It has been a while since the last post on this website. During summer the garden needed a lot of attention and there was little time to sit at a computer (lame excuse, I know…). I will try to recap what has happened.
Let me begin with a fabulous event last weekend: We participated in the the 5th annual LUNGS Harvest Arts Festival.

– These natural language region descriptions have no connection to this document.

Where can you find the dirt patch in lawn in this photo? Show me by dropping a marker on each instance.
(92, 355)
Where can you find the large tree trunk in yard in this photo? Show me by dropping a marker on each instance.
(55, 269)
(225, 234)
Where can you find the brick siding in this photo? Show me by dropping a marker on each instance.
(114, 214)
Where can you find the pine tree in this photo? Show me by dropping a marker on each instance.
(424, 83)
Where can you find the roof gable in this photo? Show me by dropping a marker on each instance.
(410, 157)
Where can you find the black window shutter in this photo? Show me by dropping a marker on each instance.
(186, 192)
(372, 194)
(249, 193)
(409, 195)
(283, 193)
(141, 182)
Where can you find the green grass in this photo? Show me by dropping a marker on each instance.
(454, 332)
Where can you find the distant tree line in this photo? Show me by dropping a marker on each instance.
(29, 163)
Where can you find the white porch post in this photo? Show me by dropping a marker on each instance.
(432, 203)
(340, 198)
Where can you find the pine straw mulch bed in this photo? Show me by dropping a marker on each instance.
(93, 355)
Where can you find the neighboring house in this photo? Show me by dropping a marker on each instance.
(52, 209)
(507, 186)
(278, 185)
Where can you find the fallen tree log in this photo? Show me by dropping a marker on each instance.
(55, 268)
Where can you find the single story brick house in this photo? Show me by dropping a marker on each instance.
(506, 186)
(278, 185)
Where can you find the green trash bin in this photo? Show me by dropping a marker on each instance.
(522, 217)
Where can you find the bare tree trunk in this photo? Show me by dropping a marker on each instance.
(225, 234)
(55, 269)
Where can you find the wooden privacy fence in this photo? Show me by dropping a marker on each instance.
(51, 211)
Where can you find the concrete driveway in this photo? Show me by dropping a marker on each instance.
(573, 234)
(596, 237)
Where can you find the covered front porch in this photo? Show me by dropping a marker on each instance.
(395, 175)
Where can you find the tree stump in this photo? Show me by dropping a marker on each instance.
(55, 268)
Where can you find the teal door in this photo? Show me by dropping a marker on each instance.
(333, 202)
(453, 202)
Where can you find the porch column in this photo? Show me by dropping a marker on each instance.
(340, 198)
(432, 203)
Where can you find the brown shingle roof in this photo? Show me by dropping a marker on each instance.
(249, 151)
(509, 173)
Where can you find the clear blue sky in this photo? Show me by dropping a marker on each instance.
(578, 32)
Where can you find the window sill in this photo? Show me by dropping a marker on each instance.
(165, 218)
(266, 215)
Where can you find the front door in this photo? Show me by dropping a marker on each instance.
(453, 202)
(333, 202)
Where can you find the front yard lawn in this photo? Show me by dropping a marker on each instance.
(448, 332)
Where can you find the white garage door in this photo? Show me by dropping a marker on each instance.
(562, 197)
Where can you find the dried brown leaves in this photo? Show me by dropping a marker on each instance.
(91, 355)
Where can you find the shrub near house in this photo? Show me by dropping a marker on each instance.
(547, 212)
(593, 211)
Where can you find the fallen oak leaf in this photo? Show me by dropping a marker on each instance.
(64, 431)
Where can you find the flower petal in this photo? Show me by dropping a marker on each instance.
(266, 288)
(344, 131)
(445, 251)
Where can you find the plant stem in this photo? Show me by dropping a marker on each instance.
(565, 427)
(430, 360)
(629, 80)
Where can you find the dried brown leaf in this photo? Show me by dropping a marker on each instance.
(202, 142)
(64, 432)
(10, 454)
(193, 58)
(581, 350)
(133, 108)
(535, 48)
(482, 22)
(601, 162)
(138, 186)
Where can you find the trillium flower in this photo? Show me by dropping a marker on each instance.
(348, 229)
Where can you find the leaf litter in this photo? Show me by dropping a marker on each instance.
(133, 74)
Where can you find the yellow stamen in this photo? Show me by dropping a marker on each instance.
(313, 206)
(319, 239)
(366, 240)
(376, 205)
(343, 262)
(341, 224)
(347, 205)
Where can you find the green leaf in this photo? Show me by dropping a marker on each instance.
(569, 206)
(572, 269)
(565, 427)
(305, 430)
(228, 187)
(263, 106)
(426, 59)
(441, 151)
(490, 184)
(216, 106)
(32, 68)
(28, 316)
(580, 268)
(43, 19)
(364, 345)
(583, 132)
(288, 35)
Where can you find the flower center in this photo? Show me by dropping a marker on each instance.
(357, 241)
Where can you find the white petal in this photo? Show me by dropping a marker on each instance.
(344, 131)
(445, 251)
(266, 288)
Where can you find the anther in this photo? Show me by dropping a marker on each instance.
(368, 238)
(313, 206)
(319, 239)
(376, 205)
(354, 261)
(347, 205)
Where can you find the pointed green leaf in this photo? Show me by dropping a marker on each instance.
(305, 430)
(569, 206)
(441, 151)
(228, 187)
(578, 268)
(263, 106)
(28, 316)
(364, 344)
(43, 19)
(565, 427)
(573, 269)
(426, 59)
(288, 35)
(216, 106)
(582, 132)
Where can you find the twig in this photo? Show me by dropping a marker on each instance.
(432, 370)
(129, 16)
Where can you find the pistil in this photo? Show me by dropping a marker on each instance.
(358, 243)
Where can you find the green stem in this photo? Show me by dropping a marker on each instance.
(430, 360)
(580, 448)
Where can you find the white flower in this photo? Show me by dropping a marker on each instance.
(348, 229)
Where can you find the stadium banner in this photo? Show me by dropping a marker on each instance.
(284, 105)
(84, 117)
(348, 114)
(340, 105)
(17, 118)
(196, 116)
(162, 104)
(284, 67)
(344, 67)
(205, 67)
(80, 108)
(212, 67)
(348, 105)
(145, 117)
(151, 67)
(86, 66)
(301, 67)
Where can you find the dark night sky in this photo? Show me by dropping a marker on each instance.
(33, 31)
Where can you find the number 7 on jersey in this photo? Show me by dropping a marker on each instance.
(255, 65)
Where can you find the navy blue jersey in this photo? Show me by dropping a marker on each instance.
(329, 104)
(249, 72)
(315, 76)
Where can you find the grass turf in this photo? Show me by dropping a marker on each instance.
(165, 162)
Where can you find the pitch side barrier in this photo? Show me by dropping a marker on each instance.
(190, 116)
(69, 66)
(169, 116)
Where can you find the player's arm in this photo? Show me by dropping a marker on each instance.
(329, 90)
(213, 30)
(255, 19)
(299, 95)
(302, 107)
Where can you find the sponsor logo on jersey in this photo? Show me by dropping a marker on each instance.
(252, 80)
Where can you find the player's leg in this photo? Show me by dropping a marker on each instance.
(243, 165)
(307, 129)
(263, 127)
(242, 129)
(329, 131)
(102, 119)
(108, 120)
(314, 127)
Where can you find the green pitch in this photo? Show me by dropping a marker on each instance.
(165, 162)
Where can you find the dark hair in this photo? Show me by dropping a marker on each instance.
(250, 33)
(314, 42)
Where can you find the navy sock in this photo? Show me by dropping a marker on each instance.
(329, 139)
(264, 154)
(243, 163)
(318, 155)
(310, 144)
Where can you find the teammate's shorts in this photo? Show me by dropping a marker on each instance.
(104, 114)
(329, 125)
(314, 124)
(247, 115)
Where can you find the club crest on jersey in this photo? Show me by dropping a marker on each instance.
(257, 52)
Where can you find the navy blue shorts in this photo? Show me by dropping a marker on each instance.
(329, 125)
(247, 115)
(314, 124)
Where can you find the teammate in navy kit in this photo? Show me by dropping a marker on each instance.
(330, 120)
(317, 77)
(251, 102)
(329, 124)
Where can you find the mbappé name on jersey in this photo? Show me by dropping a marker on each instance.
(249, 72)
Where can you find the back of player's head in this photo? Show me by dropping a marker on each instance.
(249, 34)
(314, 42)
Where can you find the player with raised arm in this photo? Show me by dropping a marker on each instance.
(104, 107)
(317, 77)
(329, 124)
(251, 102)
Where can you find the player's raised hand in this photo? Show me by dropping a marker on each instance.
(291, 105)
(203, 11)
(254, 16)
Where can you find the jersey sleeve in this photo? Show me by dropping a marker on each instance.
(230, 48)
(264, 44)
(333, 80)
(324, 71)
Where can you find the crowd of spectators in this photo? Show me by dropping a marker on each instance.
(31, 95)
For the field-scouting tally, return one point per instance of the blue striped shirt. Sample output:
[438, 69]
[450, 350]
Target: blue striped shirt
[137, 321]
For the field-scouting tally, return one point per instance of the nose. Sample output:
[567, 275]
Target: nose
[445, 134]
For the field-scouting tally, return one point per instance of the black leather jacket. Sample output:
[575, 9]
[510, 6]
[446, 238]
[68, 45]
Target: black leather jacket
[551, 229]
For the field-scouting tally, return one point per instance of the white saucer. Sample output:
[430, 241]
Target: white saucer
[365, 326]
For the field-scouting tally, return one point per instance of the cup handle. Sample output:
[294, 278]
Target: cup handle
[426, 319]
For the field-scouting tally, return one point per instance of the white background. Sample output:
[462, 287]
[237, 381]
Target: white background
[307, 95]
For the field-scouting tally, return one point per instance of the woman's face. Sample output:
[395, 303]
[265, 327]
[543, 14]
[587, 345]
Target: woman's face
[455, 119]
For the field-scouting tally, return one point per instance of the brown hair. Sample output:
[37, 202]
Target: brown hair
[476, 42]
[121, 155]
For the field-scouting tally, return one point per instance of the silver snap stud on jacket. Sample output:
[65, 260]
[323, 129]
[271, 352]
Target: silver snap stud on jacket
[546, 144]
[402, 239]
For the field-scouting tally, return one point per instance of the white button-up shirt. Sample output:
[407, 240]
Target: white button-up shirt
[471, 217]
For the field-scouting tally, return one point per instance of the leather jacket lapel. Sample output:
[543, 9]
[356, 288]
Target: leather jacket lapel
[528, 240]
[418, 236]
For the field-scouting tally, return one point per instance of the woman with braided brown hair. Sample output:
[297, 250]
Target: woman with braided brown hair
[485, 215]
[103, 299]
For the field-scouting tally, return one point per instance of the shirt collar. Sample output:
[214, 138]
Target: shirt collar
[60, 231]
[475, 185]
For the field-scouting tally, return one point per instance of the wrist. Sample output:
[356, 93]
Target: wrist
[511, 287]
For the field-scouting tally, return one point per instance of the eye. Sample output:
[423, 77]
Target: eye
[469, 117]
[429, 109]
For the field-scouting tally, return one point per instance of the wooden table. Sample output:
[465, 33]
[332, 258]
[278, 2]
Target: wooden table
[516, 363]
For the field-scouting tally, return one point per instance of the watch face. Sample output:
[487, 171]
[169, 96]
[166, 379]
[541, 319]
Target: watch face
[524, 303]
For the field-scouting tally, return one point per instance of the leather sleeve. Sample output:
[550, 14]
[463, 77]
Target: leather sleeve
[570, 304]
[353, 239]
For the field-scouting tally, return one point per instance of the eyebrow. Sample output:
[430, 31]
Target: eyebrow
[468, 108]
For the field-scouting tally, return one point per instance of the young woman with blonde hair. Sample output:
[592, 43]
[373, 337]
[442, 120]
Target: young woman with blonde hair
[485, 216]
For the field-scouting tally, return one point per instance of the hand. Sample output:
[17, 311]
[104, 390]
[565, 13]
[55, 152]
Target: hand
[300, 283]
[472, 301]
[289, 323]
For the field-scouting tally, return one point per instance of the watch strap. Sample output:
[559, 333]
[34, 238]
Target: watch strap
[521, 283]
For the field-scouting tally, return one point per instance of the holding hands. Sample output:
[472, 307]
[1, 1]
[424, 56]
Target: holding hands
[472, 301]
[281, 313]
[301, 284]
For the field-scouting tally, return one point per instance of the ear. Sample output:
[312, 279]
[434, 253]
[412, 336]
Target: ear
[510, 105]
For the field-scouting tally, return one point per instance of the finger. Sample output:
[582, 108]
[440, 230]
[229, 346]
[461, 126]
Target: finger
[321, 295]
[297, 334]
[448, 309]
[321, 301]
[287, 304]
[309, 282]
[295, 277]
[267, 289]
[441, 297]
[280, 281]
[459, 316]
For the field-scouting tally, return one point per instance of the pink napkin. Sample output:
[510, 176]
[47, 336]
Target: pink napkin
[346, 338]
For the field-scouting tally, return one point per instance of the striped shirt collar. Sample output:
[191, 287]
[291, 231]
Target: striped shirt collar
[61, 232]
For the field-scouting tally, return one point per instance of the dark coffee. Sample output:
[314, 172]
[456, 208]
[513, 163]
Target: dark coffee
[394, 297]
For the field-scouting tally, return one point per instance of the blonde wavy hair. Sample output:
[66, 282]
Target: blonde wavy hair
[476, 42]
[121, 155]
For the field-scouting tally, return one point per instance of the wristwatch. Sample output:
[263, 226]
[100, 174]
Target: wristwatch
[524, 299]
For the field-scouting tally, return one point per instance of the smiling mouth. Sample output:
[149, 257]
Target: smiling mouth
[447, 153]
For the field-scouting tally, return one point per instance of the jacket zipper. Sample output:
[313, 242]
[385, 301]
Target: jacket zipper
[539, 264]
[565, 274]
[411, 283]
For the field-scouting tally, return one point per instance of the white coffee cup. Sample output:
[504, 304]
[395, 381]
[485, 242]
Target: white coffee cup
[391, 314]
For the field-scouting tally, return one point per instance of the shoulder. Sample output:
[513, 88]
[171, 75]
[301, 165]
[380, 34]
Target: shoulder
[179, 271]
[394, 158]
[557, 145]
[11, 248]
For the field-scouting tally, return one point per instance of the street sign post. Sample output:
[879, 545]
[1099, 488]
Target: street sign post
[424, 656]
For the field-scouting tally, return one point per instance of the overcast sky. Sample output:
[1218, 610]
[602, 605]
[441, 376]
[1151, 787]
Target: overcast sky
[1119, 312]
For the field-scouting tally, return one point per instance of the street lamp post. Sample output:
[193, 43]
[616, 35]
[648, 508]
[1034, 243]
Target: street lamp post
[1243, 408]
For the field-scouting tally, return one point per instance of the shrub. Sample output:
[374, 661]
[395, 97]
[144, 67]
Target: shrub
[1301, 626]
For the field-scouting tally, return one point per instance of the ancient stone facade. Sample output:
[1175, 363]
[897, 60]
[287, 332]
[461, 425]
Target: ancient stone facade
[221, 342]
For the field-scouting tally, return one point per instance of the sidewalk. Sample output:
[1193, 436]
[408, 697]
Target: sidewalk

The highlight on Saturday was the creation of a collaborative poem about our apple tree. 21 children and adults, visitors and gardeners contributed. The result is really fun:
♦
I’m watching little apples
in the big apple.
♦
So much room to grow,
yet cluster together tightly,
weighing down each other.
♦
If trees are a high form of consciousness,
apple trees are nirvana.
♦
These trees remind me
of my grandparents’ old house
when I was growing up.
♦
Deceiving but delicious,
the apples give the tree life
♦
The apple tree, stately, elegant, a palace,
too bad they had to name it “Malus”
♦
The fruit of this tree
is so enticing
that people cannot bear
to leave it on the branch to ripen
♦
Green apples
Tumbling in space
Ornaments
for Fall
Apple trees, the best thing to see in a garden
Apple trees, apple trees,
there’s no better fruit to eat
besides apples from the apple tree,
Apples are small, apples are big,
the only place to get an apple
is from an apple tree
♦
Apple juice, apple cider,
Apples make your day brighter
♦
Zinnias, roses, dahlias
I see birds are chatting in the apple tree
♦
Sweet sap, apple tree
Oh my, buzzing bees taste them
Oh rooted
blossoming
apple tree
sweet juice nourishing
the darkened seeds
♦
Oh Apple Tree
Oh Apple Tree
You beckoned us here
Green orbs of tart tenderness
Your promise is near
Crisp air and cool breezes
will quicken your affair
Oh Apple Tree
Oh Apple Tree
Thank you
and take good care
♦
The apple tree has the color
of the blood the Lord has sacrificed
Therefore we should praise the Lord
for the greatest beauty of a tree,
from the veins of Mother Earth
♦
Drip Drop
Dripping sweets
Growing tender, shining on the tip
Fall is coming, air is cold
Look at those jewels, sweet jewels
Crunchy, juicy, earthy … my apple tree
♦
Oh, towering mother of juicy green —
may children climb within your leaves–
and share the bounteous verdant limbs —
to shed your fruit to earth again
♦
Surviving blistering heat and brutal cold,
come October, and a miracle occurs.
This faithful tree of ours delivers
♦
Apples are ripened
and I’m ready for apples
♦
An apple a day keeps
the doctor away — beautiful tree
♦
Green apples — almost ripe,
almost ready
♦
A famous tree once grew in Brooklyn,
You may know it from your school’s book bin.
This tree of our own
is much less well known.
But its fruit are a lot better lookin’.